SEPTA Regional Rail stations tend to be in suburban or rural areas, but for our first Regional Rail review, we might as well have never left Philadelphia! And when I say Philadelphia, I mean the parts of it where you probably want to keep your wits about you when you walk around. Welcome to Chester!

Up on the platform.

We’re right on the Northeast Corridor, so this four-track station gets superfast Amtrak trains as well as SEPTA stoppers. SEPTA does run rush hour express trains on the Wilmington/Newark Line (and thank goodness for that – it has way too many stops otherwise!), but almost all of them stop here. There are only two trains, one morning inbound and one evening inbound, that skip Chester.

One of the station’s exits.

I’ll start on the west side of the station and work my way east. Over here is the outbound mini-high platform, which is just that: a platform with nothing else on it. The one on the inbound side is similar, but on the other end of the station. Both platforms feature staircases down to Avenue of the States, Chester’s main drag.

The sheltered part of the inbound platform.

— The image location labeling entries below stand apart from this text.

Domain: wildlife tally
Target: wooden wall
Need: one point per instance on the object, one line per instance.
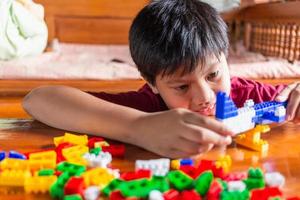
(91, 21)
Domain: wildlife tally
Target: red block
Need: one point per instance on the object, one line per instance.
(266, 193)
(189, 170)
(116, 195)
(171, 195)
(75, 185)
(117, 150)
(141, 173)
(189, 194)
(214, 191)
(93, 140)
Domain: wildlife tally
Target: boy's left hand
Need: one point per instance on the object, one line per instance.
(292, 94)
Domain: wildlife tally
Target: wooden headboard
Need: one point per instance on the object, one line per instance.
(90, 21)
(272, 29)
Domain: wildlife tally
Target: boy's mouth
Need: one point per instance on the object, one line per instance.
(208, 111)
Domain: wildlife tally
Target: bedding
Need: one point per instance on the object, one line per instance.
(109, 62)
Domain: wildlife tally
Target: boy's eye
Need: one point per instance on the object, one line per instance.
(213, 75)
(182, 87)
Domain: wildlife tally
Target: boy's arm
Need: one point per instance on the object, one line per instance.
(174, 133)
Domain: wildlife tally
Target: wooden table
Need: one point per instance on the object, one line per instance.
(284, 153)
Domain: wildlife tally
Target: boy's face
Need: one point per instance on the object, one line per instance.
(195, 91)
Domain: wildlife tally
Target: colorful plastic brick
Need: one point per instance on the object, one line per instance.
(274, 179)
(91, 193)
(13, 177)
(158, 167)
(115, 150)
(179, 180)
(98, 176)
(39, 184)
(75, 185)
(203, 182)
(17, 155)
(251, 139)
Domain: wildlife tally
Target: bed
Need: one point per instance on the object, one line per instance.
(265, 45)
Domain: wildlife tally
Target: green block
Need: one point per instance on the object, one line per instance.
(235, 195)
(203, 182)
(160, 183)
(96, 151)
(46, 172)
(179, 180)
(139, 188)
(72, 169)
(255, 173)
(253, 183)
(56, 191)
(73, 197)
(113, 185)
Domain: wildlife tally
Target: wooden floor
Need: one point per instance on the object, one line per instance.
(13, 91)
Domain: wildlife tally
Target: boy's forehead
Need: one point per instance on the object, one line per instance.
(181, 74)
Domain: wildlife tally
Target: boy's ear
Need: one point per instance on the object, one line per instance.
(153, 88)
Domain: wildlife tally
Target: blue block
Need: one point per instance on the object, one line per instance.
(2, 155)
(184, 162)
(17, 155)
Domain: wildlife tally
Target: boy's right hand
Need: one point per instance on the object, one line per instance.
(179, 133)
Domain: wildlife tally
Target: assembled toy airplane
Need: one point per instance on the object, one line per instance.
(246, 118)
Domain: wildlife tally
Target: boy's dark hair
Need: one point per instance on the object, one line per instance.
(168, 34)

Both sides have huge sheltered portions. Underneath, it’s what you would expect: some benches, some wastebaskets, some Key Card readers, and some screens showing the next two trains. Still, these are big shelters that can easily accommodate a morning rush hour crowd, something that must be great on rainy days.

Oh…guess we won’t be going down there.

These sheltered parts get their own exits, too. The outbound elevator wasn’t working when I was here about two months ago, and apparently it still isn’t working. SEPTA, how long does it take to fix an elevator? Also, the outbound staircase from the sheltered area was gated shut. Why??? All it does is go down to the street! Ah, it looks like it also leads to a tunnel to the inbound waiting room, which is closed outside of the morning rush. Maybe to prevent people getting in, they just close the staircase during off-peak hours. Well…that’s kind of annoying.

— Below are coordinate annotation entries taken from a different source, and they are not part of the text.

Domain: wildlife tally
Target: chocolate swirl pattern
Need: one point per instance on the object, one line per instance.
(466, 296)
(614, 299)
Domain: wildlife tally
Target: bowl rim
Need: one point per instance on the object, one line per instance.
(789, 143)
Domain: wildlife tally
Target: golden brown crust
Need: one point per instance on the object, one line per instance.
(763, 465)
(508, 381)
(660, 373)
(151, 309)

The inbound side has a staircase from the shelter that avoids the waiting room entirely, so that was open. Also, the elevator was working! Let’s just take a look at…ohhhhhhhhh dear, what is that liquid? Actually, never mind. I don’t want to know.

I wanna go in!

I wasn’t here during the morning rush, so the waiting room was closed (there are great photos on Chester’s Wikipedia page, though). It’s too bad, too, because it actually looks really nice! The architecture is ornate, it has amenities like a ticket office, bathrooms, and a transit police substation, and the whole thing looks quite clean. Then again, maybe it’s only clean because the waiting room only opens up during the morning rush…

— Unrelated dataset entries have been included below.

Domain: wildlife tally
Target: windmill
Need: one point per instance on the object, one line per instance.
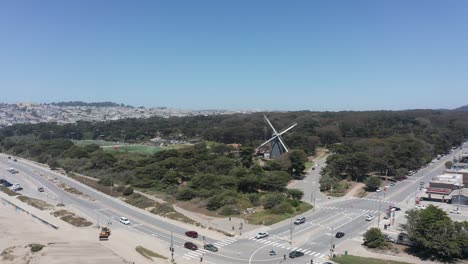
(278, 147)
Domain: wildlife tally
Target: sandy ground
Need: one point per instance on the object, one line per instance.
(68, 244)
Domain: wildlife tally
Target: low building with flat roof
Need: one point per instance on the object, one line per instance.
(463, 172)
(452, 181)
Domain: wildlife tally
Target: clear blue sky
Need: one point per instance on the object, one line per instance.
(275, 55)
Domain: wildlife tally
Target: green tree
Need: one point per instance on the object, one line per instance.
(246, 156)
(128, 191)
(434, 234)
(373, 183)
(298, 159)
(295, 194)
(327, 182)
(270, 200)
(448, 164)
(374, 238)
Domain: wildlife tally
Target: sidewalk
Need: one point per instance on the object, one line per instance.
(355, 247)
(225, 224)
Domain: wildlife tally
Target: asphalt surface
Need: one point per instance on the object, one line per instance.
(314, 238)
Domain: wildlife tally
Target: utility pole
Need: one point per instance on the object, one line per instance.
(314, 200)
(378, 216)
(331, 243)
(459, 190)
(290, 233)
(172, 248)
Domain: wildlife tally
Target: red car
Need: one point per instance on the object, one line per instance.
(190, 245)
(193, 234)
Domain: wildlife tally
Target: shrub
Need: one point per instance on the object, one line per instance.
(107, 181)
(254, 198)
(374, 238)
(270, 200)
(214, 203)
(36, 247)
(185, 194)
(227, 210)
(282, 208)
(294, 203)
(128, 191)
(295, 194)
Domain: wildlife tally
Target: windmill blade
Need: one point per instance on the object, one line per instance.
(266, 142)
(268, 121)
(282, 143)
(287, 129)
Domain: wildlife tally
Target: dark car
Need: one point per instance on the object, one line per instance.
(190, 245)
(339, 235)
(211, 247)
(299, 221)
(191, 234)
(6, 183)
(296, 254)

The great spiral staircase!

Okay, one last staircase. I guess this is the outbound side’s staircase that “serves” the shelter without leading into the building. It’s…a spiral! I guess it was built that way to conserve space, and though it’s a little strange, I like it. It gives the station more character. Near its base are two bike racks, which are the only two bike racks here, as far as I could see. Of course, SEPTA claims there are none, so even if I’m wrong, I’m more right than they are!

Time for buses.

Of course, the station’s full name is Chester Transportation Center – there are a ton of bus connections here. The north busway is only partially sheltered, plus it’s along a regular street rather than a private bus road. The berths are spread out along here, and most of them just have a few unsheltered benches. The routes that board here are the 109, 114, and 118, but there doesn’t seem to be much rhyme or reason as to which buses stop where.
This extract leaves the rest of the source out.